The Problem with Raw Dictionaries

Our Scanner returns this structure:

{
    'domain': 'github.com',
    'scan_time': '2024-12-27T15:30:45+00:00',
    'dns': {
        'a_records': {'success': True, 'records': ['20.207.73.82']},
        'mx_records': {'success': True, 'records': [...]},
        'spf': {'success': True, 'record': 'v=spf1 ...'},
        'dmarc': {'success': True, 'record': 'v=DMARC1; p=reject ...'}
    },
    'ssl': {
        'success': True,
        'valid': True,
        'days_until_expiry': 405,
        ...
    },
    'headers': {
        'success': True,
        'headers': {
            'Strict-Transport-Security': {'present': True, 'value': '...'},
            ...
        }
    }
}

Every time we want to check something, we write defensive code:

# Is SSL valid?
if results['ssl'].get('success') and results['ssl'].get('valid', False):
    days = results['ssl']['days_until_expiry']

# Does SPF exist?
if results['dns']['spf'].get('success', False):
    print("Has SPF")

# Which headers are missing?
missing = []
if results['headers'].get('success'):
    for name, data in results['headers'].get('headers', {}).items():
        if not data['present']:
            missing.append(name)

This is:

  • Verbose — Lots of code to express simple questions

  • Error-prone — Easy to forget a .get() and crash on missing keys

  • Repetitive — Same checks written over and over

  • Hard to read — The intent gets buried in boilerplate


The Solution: A Data Model Class

Instead of accessing raw dictionaries, we wrap them in a class with convenient properties:

# Before (raw dictionary)
if results['ssl'].get('success') and results['ssl'].get('valid', False):
    days = results['ssl']['days_until_expiry']
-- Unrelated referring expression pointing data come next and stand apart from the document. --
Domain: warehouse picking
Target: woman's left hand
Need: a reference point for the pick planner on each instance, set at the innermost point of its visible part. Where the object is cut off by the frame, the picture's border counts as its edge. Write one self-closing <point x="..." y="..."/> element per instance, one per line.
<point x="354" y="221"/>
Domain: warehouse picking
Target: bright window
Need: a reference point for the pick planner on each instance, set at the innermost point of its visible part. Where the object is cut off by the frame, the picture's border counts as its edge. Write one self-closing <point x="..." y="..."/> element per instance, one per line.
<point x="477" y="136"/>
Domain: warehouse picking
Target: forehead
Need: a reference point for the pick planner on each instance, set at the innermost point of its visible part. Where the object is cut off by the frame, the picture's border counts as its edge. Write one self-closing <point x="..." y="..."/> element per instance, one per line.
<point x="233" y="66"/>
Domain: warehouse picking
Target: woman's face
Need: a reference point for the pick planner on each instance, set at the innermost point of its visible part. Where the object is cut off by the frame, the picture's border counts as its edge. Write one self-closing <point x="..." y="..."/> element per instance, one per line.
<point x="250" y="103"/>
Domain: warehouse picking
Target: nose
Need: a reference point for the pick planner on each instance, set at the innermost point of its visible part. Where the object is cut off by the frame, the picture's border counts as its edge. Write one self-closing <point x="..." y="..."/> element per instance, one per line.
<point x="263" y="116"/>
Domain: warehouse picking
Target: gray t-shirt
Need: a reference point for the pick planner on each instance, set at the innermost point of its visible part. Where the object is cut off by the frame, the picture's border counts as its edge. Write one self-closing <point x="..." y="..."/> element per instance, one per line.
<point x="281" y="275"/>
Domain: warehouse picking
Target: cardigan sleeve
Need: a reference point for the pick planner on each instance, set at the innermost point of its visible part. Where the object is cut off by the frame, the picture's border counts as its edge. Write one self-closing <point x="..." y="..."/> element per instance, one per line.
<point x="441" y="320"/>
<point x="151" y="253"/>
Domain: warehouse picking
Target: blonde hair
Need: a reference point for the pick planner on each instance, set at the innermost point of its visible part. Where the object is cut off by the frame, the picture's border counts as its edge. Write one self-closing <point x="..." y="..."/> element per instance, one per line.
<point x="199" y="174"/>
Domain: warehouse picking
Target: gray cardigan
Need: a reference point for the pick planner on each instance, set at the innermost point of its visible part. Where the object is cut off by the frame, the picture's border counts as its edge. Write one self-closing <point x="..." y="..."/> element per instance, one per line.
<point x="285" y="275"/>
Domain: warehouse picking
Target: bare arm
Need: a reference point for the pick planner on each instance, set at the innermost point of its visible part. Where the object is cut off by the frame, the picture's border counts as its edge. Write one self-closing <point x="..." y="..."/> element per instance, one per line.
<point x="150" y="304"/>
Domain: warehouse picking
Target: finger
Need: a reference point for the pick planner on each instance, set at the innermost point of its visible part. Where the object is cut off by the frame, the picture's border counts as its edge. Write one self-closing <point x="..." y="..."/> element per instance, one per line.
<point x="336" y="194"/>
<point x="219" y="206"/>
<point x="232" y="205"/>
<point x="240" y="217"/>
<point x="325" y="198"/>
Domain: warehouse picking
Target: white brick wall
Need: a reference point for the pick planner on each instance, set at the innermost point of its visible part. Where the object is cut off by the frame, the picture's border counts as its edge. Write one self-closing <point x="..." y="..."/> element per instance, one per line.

# After (ScanReport class)
if report.has_valid_ssl:
    days = report.ssl_days_remaining

The ScanReport class:

  • Stores the raw data internally

  • Provides clean properties for common questions

  • Handles edge cases and defaults

  • Makes code readable and maintainable


The Complete Code

Here's the full models/report.py file:

"""Data models for scan reports."""

from datetime import datetime


class ScanReport:
    """
    Holds the results of a domain security scan.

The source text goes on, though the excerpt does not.